I have the dim sense that there should be some money in the bank because I distinctly remember doing some work. I know that it was not much work, and not high-paying work, so it follows that it’s not much money. A sort of inchoate foreboding takes root in my soul, and my hand, unbidden, picks up the phone, and my mouth, unbidden, invites some people out on the town for dinner. And drinks. And maybe some more drinks.
On my way to dinner I will pop into a shop, without the slightest need or provocation, to buy a ring or a book or a boiled sweet or something. I do it just to prove that I still have purchasing power. Acts of defiance in the face of fiduciary peril fill me with joie de vivre. Surely if I were really broke, I think, this wouldn’t feel so good. So off I go, frontal cortex charred beyond recognition by the blistering heat of confidence, suddenly feeling like a squillion bucks, to some fancy-ass joint where I announce that dinner is on me.

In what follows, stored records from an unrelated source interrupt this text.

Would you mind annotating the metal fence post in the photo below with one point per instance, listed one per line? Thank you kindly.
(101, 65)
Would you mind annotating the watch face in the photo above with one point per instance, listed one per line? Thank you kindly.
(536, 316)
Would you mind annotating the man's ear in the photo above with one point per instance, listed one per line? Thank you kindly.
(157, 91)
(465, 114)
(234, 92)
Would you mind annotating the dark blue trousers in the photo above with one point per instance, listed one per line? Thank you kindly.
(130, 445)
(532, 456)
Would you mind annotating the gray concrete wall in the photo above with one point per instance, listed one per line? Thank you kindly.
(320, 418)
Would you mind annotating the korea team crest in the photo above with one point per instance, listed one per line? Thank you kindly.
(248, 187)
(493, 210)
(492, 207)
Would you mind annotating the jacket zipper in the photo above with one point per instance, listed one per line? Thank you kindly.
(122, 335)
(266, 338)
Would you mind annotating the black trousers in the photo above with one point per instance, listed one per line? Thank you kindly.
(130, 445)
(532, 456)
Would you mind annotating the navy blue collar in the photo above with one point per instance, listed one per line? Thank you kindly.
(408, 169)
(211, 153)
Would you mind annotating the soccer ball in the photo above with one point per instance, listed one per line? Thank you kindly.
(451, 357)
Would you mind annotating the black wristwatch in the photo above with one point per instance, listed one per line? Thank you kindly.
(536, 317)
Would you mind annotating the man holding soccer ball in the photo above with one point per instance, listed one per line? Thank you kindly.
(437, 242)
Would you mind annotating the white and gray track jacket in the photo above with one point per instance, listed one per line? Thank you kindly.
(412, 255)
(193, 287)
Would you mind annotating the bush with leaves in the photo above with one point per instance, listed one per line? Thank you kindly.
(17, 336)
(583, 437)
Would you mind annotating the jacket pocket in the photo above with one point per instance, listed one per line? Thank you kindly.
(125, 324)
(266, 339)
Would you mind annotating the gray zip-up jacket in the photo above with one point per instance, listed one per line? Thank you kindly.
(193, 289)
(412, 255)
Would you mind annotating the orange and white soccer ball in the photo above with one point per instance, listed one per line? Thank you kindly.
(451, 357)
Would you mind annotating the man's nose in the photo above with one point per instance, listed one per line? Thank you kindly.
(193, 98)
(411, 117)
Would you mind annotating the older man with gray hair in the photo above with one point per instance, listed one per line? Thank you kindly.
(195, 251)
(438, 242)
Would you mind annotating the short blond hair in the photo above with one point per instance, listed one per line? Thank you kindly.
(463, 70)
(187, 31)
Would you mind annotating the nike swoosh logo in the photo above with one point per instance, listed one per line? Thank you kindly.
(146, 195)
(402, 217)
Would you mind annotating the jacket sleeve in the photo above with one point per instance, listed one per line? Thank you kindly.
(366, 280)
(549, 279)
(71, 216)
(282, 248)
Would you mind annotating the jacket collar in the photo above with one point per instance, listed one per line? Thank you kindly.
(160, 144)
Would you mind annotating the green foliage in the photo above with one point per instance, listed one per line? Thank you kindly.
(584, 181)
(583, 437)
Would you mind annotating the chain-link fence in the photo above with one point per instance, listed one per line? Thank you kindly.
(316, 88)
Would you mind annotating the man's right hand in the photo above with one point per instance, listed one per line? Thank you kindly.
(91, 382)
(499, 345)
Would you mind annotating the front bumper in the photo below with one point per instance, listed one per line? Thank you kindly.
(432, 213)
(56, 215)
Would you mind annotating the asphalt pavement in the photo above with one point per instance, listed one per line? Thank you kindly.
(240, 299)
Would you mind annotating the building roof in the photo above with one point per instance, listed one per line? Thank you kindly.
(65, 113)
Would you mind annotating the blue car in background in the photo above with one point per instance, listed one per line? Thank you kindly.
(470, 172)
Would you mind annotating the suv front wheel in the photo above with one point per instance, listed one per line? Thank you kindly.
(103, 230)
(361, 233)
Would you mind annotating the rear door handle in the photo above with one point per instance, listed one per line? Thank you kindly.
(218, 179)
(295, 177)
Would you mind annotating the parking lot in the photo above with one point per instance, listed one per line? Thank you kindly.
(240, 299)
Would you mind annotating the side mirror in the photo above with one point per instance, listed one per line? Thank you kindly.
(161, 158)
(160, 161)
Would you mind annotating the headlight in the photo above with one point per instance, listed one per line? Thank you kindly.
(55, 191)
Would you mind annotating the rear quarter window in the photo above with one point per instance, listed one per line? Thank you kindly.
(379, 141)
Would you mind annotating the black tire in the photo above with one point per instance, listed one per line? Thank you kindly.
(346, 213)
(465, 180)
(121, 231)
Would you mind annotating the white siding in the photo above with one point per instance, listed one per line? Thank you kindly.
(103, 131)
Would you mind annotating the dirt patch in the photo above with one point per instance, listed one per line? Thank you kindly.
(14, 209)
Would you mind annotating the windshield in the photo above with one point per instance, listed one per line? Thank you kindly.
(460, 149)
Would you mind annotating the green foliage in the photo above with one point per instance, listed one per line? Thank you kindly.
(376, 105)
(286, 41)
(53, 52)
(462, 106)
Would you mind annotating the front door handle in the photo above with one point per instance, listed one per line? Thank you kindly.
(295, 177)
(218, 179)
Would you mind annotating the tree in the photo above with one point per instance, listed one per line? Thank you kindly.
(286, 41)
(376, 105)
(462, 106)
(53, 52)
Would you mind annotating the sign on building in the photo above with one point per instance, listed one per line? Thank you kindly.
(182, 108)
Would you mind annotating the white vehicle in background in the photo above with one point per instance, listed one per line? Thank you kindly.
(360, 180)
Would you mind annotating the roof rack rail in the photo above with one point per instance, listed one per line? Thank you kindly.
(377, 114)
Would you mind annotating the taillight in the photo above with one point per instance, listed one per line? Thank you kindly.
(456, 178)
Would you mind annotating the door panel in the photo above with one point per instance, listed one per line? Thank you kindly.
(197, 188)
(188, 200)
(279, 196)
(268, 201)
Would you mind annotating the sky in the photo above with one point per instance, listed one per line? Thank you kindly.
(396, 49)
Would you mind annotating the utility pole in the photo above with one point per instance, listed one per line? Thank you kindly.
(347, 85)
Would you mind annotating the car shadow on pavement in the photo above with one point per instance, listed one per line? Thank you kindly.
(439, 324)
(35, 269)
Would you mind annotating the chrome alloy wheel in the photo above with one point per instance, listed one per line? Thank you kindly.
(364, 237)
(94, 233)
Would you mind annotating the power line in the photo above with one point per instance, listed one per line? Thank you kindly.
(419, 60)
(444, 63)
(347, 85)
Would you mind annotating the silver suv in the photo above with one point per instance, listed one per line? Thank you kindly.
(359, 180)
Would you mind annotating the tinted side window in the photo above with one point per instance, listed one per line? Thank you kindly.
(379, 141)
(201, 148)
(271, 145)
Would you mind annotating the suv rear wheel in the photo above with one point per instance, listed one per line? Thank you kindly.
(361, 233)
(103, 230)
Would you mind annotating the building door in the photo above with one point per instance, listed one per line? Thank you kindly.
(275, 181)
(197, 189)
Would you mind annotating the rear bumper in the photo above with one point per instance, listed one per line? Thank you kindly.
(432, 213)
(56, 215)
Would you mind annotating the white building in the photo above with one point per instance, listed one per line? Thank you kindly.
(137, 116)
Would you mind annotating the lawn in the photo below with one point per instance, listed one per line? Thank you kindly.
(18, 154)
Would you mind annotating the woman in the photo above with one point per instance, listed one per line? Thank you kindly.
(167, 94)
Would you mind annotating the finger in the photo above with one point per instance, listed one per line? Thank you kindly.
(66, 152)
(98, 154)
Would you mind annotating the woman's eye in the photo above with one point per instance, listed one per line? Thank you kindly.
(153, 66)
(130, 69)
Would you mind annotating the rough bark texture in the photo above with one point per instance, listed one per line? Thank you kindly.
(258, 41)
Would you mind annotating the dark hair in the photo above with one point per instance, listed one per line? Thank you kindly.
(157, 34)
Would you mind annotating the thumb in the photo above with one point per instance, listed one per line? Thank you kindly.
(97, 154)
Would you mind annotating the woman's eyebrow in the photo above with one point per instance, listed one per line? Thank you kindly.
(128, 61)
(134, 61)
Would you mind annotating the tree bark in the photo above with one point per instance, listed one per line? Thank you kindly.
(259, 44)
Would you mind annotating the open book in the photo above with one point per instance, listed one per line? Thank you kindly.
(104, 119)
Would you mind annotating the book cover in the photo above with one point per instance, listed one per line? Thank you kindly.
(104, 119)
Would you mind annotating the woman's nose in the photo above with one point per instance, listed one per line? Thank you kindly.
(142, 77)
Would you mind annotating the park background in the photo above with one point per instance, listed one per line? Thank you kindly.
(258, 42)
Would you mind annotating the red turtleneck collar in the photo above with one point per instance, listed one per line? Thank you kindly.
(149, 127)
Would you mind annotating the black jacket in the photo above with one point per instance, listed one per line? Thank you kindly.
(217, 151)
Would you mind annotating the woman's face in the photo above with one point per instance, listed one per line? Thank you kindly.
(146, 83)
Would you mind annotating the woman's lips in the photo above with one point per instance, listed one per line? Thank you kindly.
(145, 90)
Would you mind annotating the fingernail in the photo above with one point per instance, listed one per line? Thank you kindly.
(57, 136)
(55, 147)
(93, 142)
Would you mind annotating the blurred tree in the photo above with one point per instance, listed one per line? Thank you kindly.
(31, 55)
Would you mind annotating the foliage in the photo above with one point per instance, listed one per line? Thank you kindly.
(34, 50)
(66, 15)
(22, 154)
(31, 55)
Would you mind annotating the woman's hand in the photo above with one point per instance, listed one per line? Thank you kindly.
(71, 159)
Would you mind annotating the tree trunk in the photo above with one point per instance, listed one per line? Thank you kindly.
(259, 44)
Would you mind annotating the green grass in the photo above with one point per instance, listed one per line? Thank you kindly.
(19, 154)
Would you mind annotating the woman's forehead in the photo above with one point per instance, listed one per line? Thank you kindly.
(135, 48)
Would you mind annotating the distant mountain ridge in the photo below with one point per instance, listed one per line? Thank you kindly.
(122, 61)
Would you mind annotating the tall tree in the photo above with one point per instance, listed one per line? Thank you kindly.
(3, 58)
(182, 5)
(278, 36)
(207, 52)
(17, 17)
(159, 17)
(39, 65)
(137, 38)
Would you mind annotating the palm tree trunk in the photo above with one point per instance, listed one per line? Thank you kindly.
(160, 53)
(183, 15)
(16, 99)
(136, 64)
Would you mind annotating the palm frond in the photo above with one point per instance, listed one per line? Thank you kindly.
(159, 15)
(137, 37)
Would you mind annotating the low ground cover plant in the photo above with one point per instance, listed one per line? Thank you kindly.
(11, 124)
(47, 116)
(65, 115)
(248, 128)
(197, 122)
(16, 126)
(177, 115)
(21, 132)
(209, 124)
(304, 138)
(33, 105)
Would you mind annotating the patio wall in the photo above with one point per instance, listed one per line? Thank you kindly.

Somewhere in the front of my head a tiny homunculus of an accountant pops up, innocent of facts and figures but wearing a panicky expression; and immediately the back of my head, which looks like a T-Rex in a singlet and stolen jewellery, pounces on him, gags him, and locks him up in my super-max limbic closet.
Dinner proceeds apace, interspersed with drinks, and is followed by desert, followed by coffee, followed by more drinks.
“This round is on me!” I shout, drunk on financial power.
The next day it is much clearer to me that ruin is nigh, at which point I pop into a shop to buy a ring or a book or a boiled sweet or something, and the whole thing starts again.
So it goes. The closer I get to the cliff, which I can’t actually see because of all the arithmetical mist, the faster I drive. Not to be grandiose or anything, but think Thelma and Lousie, or Butch Cassidy and the Sundance Kid. Some people go skydiving without checking their parachutes; I fail to make a budget. It’s just the way it is. So anyone want to grab drinks, and dinner, and maybe more drinks, lemme know.